Die Beslan-Überlebenden brauchen auch nach ihrer Heimkehr Hilfe aus der Schweiz, sagt Mogilewicz. Er möchte die Kinder unterstützen bis sie die 10. Klasse abgeschlossen haben. Dafür ist er bereits die Schweizer Regierung vorstellig geworden.

«Wir müssen die psychische Gesundheit dieser Kinder verbessern», sagt er. «Möglicherweise können wir einen Teil ihres erlittenen Traumas löschen.»

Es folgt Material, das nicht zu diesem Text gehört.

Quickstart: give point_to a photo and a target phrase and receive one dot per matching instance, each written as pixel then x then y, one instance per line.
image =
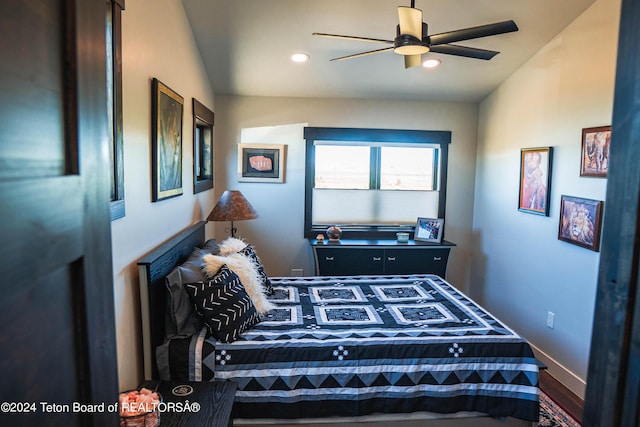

Die Schweiz fördert bereits ein Therapie-Programm in einer Sporthalle in der Nähe der Schule. Das Projekt, das von der Schweizerischen Direktion für Entwicklung und Zusammenarbeit DEZA finanziert wird, will den Überlebenden mit zahlreichen Tätigkeiten wie Kunst, Spiel und Sport helfen, ihre Lebenskraft zurück zu gewinnen.

swissinfo, Julie Hunt in Nyon
(Übertragen aus dem Englischen: Etienne Strebel)

Mehr als 330 Menschen starben nach einer Geiselnahme durch tschetschenische Rebellen in einer Schule im nordossetischen Beslan.

Ein Geiselnehmer wurde verhaftet, die andere starben, als Spezialeinheiten die Schule stürmten.

Vier weitere Personen wurde später unter dem Verdacht verhaftet, bei der Aktion mitgeholfen zu haben.

Der tschetschenische Rebellenführer Schamil Bassajew hat die Verantwortung für diese Attacke übernommen.

Überlebende des Geiseldramas von Beslam weilen für drei Monate in der Schweiz. Das Projekt soll ihnen helfen, die Tragödie zu verarbeiten.

Zusätzlich zum normalen Unterricht in russischer Sprache lernen sie Französisch und nehmen an verschiedenen ausserschulischen Aktivitäten teil.